Deciphering the dress code

Today, it's a polo shirt and a pair of khaki pants. Yesterday I dressed up a bit more with dress slacks and a button-up shirt. The day before that, I wore jeans. Consistency is not a hallmark of my wardrobe. But let's face it, you have to be prepared for anything. This is especially true for me, where my week often includes attending a banquet and taking pictures of farm animals.

Dress codes have always mystified me. Granted, I don't keep a wide variety of clothing in my makeshift closet, but I don't think I could fit in everywhere. There's something called “smart casual” (as opposed to “dumb casual, I suppose) which includes a blazer or sports jacket. Now to me, a blazer suggests perhaps becoming a TV anchorman, but not really casual. And “informal” includes “business attire” which requires a business suit and a tie. Maybe my rural midwestern upbringing has messed me up, but how does anything involving the wearing of a suit and tie fit into “informal” wear?

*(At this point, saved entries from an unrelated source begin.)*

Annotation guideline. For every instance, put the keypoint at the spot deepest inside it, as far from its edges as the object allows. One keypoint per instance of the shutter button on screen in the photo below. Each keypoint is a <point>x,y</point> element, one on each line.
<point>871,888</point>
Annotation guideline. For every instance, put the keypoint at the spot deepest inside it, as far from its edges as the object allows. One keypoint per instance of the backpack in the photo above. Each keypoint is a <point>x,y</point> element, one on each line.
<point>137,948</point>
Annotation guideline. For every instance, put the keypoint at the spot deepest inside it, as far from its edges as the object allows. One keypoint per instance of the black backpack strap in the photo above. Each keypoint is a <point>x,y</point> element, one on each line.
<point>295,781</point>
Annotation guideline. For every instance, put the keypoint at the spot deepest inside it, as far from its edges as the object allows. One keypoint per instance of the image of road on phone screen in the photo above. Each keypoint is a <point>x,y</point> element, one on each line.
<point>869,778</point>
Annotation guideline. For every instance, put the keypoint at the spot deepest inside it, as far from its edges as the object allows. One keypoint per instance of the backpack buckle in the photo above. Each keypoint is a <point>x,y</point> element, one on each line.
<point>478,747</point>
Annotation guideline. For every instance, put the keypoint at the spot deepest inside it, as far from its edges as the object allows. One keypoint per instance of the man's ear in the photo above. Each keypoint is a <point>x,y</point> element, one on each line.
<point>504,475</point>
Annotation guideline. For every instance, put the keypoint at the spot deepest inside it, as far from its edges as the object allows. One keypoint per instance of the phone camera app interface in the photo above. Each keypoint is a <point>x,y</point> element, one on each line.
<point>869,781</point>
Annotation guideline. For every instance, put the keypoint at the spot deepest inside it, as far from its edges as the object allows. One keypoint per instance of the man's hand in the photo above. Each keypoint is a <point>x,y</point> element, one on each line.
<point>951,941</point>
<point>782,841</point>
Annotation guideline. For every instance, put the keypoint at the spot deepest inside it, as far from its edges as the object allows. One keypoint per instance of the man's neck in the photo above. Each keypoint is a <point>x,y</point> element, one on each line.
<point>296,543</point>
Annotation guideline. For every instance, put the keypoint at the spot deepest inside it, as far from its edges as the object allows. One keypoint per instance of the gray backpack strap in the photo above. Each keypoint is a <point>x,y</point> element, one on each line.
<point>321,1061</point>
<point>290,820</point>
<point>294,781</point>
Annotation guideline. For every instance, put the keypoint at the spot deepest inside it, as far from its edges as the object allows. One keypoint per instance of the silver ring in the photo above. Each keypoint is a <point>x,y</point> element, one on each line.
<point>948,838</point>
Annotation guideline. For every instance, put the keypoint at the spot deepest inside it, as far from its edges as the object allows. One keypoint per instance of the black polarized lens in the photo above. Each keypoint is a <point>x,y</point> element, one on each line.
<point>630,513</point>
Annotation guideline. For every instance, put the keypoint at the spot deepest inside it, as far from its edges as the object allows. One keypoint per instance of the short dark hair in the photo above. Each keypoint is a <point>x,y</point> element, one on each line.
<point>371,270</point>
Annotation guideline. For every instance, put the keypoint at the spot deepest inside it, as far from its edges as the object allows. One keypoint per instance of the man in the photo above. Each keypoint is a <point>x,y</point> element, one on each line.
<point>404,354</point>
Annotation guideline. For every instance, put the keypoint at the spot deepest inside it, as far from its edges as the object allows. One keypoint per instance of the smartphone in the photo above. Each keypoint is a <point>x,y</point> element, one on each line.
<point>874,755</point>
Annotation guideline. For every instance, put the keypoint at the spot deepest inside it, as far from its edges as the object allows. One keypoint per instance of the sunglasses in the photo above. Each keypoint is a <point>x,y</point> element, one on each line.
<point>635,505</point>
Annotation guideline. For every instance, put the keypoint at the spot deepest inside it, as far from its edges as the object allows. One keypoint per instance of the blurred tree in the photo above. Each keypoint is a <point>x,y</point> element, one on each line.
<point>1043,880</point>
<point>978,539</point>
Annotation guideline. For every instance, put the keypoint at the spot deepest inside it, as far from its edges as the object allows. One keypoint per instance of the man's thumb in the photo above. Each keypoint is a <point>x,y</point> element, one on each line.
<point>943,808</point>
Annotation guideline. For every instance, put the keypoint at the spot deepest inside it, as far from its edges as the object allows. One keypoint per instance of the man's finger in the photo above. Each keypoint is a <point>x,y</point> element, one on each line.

I started thinking about all this when I ran across a story about a Swiss bank and its dress code. The bank is UBS and the dress code is 44 pages long. OK, not exactly. Until January it was 44 pages long. Then the bank officials got tired of being made fun of by people all across the world, so they decided to whittle it down to a small booklet. It seemed that the bank wanted to control how all of their employees looked and smelled right down to the color of their underwear (skin-tone). And having run my own business, I do understand that looking “professional” means something very different to certain employees. But these folks were getting pickier than the father of a teenage girl.

How we dress has certainly changed over the years. When I was a child, few men would even think about attending church without a necktie. (That could be why fewer men attended services.) Women wouldn't dream of wearing slacks to sit in the pews. We were taught to dress out of respect to God. Of course for many, they dressed to attract attention with their new clothes, but you get the idea. Now many churches stress the condition of the heart rather than the condition of the wardrobe.

In business, the dress code depends on the type of outlet. In factories, safety equipment is the main concern, but elsewhere these codes dictate how people dress. I worked in radio for ten years back in the 1980s. Now you would think if there was one business where it wouldn't matter what you wear it would be radio, right? PEOPLE CAN'T SEE YOU. However, there was usually a business office attached to the studio complex at radio stations, so management always wanted these young disc jockeys to look “professional” if they were on the job during any business hours. Which meant that if I worked from 4 p.m. until midnight, I would have to dress appropriately because someone might see me during that one hour that my schedule overlapped with the business folks.

At some point my laundry didn't get finished, and I faced having to go to work with no clean dress pants. Rather than wearing dirty pants, I slipped on a pair of jeans with my dress shirt and put on a tie. I was a little nervous going into work in jeans, but I soon found that no one noticed my jeans because everyone was impressed I had worn a tie. I got more compliments on my attire that day than in the previous six months combined. So when I was in management, I passed this little trick onto other young men with a limited number of dress pants. No one ever noticed the jeans. It worked every time.

So perhaps the secret to proper dress is not skin-tone underwear, but delivering a good focus -- a tie, a beautiful hat, or whatever is kicking around in your closet. Make sure it's tasteful to more than just people your own age, then strut your stuff with pride. Just be careful around the farm animals.